We’re off to the Penrith Regional Gallery to see the work of Blue Mountains artist Warwick Fuller. The exhibition is called 'Chasing the Light' and you can see an ever-growing capacity in the artist to see and to capture light. It’s an exhibition on show until 1 November and if you add a visit to the Café and a walk along the Nepean River you’ve got a good day out!
I must admit I am sometimes ambivalent about Fuller - oh, another pretty landscape in a world overstocked with pretty landscapes and popular sentimentality.
I read this in the introduction to the exhibition and some of my reserve was not really settled;
"Fuller strives to make the relationship between his head, his heart, and his hand so seamless that it is unfettered by art history or fashion or interrupted by technical challenges."
Does that mean he doesn’t really know what he’s doing and that his work is old fashioned?
But what if there’s something wonderful about a kind of pure uncomplicated desire to paint what he sees and to paint the places that we’ve all been to? And what if there is something going on here informed by hundreds of years of painting outdoors and the discoveries of the Impressionists?
Watch Penrith Regional Gallery video
He paints the momentary effects of light.
This is not just pretty painting.
This is giving us back the familiar in new ways – close to the art of being a theologian or pastor. He gives us back the familiar renewed by light.
Renewed by light. What an important phrase. The trees are renewed. The escarpment is renewed. The hills are renewed.
Take a look at this detail.
We know that the Blue Mountains are really made up of brown rocks, dull soil, greyish tree trunks and dull green leaves. Then comes the light and you need gold and deep indigo to capture it.
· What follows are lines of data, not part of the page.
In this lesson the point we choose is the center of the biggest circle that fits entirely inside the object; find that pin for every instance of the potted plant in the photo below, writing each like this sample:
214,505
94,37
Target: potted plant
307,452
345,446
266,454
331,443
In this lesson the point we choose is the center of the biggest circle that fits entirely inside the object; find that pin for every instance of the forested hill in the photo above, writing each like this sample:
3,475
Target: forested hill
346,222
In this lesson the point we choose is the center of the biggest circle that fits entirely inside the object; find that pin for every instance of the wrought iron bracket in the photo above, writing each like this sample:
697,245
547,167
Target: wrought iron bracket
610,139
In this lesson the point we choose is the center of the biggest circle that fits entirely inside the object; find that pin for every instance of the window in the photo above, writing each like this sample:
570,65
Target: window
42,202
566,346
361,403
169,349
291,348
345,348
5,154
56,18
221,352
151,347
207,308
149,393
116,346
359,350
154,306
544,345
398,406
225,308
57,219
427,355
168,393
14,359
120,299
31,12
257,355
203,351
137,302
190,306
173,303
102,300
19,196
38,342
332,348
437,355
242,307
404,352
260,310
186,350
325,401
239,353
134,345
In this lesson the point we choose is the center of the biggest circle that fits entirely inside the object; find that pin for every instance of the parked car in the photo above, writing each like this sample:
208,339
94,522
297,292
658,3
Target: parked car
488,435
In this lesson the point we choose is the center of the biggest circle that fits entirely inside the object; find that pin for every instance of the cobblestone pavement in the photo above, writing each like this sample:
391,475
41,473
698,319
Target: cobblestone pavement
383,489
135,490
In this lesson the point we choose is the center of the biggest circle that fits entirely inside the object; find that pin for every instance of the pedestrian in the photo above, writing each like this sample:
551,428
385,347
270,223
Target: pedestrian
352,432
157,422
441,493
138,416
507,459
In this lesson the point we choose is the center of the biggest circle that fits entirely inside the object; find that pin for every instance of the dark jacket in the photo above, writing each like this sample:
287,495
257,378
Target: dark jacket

We know water is actually transparent. Then comes the light and you reach for the brightest of blue paint you dare to speckle glistening white.
You make brush strokes in mauves and pinks.
The word is renewed by light
The Bible is replete with the word light.
The Lord is my light and salvation.
He says let there be light – and shines the light of his word.
What colourless and dull things in the world is his light transforming into gold, mauve and pink?
What colour is God painting in you?
As people of light, God’s people as a light to the nations, the light of the world, pure children of God in a warped generation shining like stars. You too are an artist renewing the world with light as you move through the landscape, as you live in familiar relationships.
How is your light painting a world renewed and aglow with God?